A research team from Albert-Ludwigs-Universität Freiburg has developed sensor network technology to predict changes in the forest ecosystem.
Innovative sensor technology for harsh forest environments
A collaborative team, including scientists from the University of Freiburg and the Karlsruhe Institute of Technology, is developing innovative sensor network technology for harsh forest environments.
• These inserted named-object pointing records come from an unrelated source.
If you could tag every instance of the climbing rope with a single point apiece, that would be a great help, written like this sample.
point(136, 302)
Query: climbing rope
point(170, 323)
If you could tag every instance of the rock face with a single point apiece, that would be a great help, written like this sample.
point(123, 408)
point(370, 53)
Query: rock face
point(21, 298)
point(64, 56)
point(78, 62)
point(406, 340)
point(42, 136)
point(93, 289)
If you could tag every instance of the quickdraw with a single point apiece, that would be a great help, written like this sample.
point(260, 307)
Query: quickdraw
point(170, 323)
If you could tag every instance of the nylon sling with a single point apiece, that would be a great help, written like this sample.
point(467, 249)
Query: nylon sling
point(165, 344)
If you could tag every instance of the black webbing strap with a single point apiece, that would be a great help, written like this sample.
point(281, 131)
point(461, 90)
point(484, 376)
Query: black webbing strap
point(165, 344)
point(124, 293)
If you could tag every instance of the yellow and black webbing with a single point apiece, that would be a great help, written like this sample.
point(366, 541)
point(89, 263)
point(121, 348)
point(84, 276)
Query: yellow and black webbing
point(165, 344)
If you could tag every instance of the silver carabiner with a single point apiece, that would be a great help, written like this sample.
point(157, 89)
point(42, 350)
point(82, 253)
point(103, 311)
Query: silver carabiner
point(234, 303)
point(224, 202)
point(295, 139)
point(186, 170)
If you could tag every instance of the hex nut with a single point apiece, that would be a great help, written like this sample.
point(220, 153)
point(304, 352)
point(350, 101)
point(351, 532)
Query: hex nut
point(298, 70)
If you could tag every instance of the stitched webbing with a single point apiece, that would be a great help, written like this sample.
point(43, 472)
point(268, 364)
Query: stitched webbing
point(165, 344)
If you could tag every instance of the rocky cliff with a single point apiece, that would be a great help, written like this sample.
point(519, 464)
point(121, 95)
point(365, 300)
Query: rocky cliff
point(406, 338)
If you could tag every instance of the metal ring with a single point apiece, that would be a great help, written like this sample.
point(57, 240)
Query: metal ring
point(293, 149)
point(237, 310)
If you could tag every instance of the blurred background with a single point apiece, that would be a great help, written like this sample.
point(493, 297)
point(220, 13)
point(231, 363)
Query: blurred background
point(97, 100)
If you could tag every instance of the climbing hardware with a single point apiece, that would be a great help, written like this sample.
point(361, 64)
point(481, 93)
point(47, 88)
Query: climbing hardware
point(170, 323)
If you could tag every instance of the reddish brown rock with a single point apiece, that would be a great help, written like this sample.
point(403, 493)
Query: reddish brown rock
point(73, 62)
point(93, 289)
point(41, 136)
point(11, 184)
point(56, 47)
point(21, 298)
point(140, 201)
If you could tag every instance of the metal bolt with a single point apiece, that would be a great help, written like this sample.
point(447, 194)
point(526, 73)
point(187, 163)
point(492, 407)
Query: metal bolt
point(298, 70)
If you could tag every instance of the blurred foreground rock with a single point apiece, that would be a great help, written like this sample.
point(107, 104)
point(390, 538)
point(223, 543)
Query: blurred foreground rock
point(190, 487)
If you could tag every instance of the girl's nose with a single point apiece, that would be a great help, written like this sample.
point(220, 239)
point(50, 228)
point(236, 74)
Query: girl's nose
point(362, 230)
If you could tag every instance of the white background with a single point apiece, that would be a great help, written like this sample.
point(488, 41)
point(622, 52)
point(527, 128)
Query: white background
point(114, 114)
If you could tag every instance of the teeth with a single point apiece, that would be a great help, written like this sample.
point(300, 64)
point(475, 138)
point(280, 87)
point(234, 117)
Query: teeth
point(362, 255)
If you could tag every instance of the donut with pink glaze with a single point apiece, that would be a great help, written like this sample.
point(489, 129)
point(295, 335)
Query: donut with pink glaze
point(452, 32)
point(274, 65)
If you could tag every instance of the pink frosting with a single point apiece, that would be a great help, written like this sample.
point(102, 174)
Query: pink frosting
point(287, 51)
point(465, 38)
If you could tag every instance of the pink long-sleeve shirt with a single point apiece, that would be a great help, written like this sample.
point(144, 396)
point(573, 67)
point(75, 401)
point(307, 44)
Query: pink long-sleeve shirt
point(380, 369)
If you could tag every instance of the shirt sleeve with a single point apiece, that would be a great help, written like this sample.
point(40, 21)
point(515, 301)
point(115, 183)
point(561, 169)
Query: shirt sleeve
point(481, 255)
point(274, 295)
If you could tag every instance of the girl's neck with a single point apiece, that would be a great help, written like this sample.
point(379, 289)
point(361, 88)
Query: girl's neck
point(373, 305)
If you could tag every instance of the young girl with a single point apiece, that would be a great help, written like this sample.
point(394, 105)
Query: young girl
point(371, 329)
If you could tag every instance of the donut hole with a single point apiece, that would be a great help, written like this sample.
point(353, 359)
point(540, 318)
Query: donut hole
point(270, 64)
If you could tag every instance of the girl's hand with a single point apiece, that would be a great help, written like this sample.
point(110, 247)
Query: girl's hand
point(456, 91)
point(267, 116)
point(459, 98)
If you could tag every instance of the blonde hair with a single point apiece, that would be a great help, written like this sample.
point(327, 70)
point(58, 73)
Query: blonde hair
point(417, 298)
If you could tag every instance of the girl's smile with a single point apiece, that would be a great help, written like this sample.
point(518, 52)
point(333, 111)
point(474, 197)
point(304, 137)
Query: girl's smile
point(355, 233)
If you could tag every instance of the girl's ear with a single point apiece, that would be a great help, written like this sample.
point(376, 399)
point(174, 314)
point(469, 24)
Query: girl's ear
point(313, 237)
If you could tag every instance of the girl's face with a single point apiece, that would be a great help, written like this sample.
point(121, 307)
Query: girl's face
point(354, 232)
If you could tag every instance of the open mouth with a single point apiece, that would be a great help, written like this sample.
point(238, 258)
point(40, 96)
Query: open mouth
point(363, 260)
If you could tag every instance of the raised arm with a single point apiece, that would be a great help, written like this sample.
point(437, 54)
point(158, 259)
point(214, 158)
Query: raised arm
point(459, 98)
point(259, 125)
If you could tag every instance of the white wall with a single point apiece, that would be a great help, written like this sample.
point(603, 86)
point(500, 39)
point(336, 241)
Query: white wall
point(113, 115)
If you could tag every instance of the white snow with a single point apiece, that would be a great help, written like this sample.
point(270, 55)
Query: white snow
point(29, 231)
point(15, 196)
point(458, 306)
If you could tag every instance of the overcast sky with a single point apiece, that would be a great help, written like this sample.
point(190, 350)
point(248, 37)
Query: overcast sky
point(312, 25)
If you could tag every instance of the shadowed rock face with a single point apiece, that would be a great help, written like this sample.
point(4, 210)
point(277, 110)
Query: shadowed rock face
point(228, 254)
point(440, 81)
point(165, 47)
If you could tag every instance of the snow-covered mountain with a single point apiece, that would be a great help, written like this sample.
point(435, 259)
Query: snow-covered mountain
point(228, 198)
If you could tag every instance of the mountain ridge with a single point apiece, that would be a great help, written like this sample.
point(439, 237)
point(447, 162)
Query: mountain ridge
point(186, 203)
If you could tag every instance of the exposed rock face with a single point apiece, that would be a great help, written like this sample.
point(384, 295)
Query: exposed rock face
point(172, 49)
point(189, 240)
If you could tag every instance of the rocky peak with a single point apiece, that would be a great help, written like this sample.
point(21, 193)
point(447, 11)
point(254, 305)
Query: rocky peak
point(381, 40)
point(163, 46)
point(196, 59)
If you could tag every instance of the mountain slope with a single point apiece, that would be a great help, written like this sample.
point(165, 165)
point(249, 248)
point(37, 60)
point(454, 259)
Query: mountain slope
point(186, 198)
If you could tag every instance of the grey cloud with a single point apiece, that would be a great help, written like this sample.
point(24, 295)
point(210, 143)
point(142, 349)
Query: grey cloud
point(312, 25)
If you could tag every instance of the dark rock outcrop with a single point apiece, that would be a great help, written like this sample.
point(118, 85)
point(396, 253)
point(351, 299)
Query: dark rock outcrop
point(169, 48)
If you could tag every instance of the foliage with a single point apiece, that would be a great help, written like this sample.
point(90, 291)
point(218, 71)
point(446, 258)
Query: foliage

It is intended that the sensor network will help to predict changes in the forest ecosystems, leaving enough time for action to be taken before the changes reach the stage of being irreversible.
The German Research Foundation (DFG) has approved the Collaborative Research Centre (CRC) 1537, ‘ECOSENSE.’ The DFG intends to fund ECOSENSE from 1 July 2022. The research team will receive approximately €10.5m over four years for its interdisciplinary, detailed research focusing on ecosystem processes in forests.
The ECOSENSE team: A groundbreaking collaboration
The team led by CRC spokespersons Professor Dr Ulrike Wallrabe, Professor of Microactuators at the Institute of Microsystems Engineering, Professor Dr Christiane Werner, Professor of Ecosystem Physiology at the Institute of Earth and Environmental Sciences at the University of Freiburg, would like to be able to detect and predict changes in the forest ecosystem more precisely and quickly. These ecosystem changes are taking place as a consequence of climate change.
The research group is composed of scientists from various research areas, including Freiburg University researchers from the Faculty of Environment and Natural Resources, scientists from the Institute for Microsystems Engineering (IMTEK), and researchers from the Institute for Sustainable Technical Systems (INATECH).
“This means that two large departments are equally involved in this project,” explained Wallrabe. As part of the CRC, the Freiburg researchers are collaborating with the Institute for Microstructure Technology and the Institute for Meteorology and Climate Research at the Karlsruhe Institute of Technology (KIT).
Ulrike Wallrabe and Christiane Werner commented: “The ECOSENSE toolkit will enable rapid assessment of any ecosystem in the future; even in remote areas.”
Sensor network to predict changes in the forest ecosystem in real-time
The CRC is developing an autonomous, intelligent sensor network technology centred around microsensors. Tailored to harsh forest environments, these will measure the spatio-temporal dynamics of ecosystem states and fluxes in a natural, complex-structured forest in a minimally invasive manner.
“The measurement data will be transferred in real-time to a sophisticated database and will be immediately available for process analysis, deep learning, and improved simulation models for short- and medium-term predictions,” Wallrabe explained. “Currently, there is a lack of suitable measurement, data and modelling tools for comprehensive quantification of change processes in real-time at the highest spatio-temporal resolution. That is where we come in and develop mobile, easily deployable systems.”
How climate change has impacted complex forest ecosystems is largely unexplored
“Climate change is threatening forest ecosystems worldwide, which serve an important regulatory function in the climate system as carbon reservoirs. The impacts on complex forest ecosystems with their multiple processes and interactions between soil, plant, and atmosphere are largely unexplored. Future changes are therefore hardly predictable,” Werner said.
“Improved process understanding of carbon and water cycles is imperative for accurate predictions of climate change impacts on our forests.”
Werner and Wallrabe concluded: “The ECOSENSE toolkit, validated under controlled climate stress experiments and in our ECOSENSE forest, will enable a rapid assessment of any ecosystem in the future; even in remote areas.”